Electromechanical dopant defect interaction in acceptor doped ceria

TL;DR

This study investigates how different acceptor dopants influence the electromechanical response of oxygen-deficient ceria, revealing that dopant-defect interactions significantly affect electrostrictive properties and time-dependent behaviors.

Contribution

It demonstrates the impact of dopant size and valence on defect interactions and electromechanical responses in ceria, highlighting the role of dopant-defect binding energy.

Findings

Weak dopant-vacancy binding (0.3 eV) leads to high electrostrictive coefficients and time-dependent effects.

Strong dopant-vacancy binding (0.6 eV) results in no time-dependent effects.
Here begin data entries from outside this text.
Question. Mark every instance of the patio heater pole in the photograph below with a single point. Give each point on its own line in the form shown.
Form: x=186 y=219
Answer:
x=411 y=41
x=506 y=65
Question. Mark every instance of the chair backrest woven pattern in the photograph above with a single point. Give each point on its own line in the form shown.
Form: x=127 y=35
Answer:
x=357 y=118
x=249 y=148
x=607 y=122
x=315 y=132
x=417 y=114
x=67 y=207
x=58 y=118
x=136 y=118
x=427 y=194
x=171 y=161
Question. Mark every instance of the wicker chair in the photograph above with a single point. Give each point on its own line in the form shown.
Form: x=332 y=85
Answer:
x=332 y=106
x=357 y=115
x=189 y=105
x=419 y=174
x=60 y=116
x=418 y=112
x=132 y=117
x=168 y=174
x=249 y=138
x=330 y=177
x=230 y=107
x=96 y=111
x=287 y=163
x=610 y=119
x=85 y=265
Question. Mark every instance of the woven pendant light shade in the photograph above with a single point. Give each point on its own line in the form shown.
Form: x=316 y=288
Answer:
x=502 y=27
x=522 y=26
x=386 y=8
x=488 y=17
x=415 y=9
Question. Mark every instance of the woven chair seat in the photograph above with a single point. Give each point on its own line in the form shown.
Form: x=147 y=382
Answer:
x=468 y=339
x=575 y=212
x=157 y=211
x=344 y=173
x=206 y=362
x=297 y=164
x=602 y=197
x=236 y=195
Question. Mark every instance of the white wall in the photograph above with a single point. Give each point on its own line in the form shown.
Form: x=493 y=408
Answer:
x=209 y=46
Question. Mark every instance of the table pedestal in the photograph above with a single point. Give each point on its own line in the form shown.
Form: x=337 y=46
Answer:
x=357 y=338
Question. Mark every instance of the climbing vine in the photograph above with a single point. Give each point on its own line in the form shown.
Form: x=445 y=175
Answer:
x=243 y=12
Different dopants tune the electromechanical behavior by modifying defect interactions.

Abstract

Oxygen defective cerium oxides exhibits a non classical giant electromechanical response that is superior to lead based electrostrictors. In this work, we report the key role of acceptor dopants, with different size and valence Mg2+, Sc3+, Gd3+, and La3+, on polycrystalline bulk ceria. Different dopants tune the electrostrictive properties by changing the electrosteric dopant defect interactions. We find two distinct electromechanical behaviors when the interaction is weak dopant vacancy binding energy 0.3 eV, electrostriction displays high coefficient, up to 10-17 m2V-2, with strongly time dependent effects. In contrast, we observe no time dependent effects when the interaction becomes strong 0.6 eV.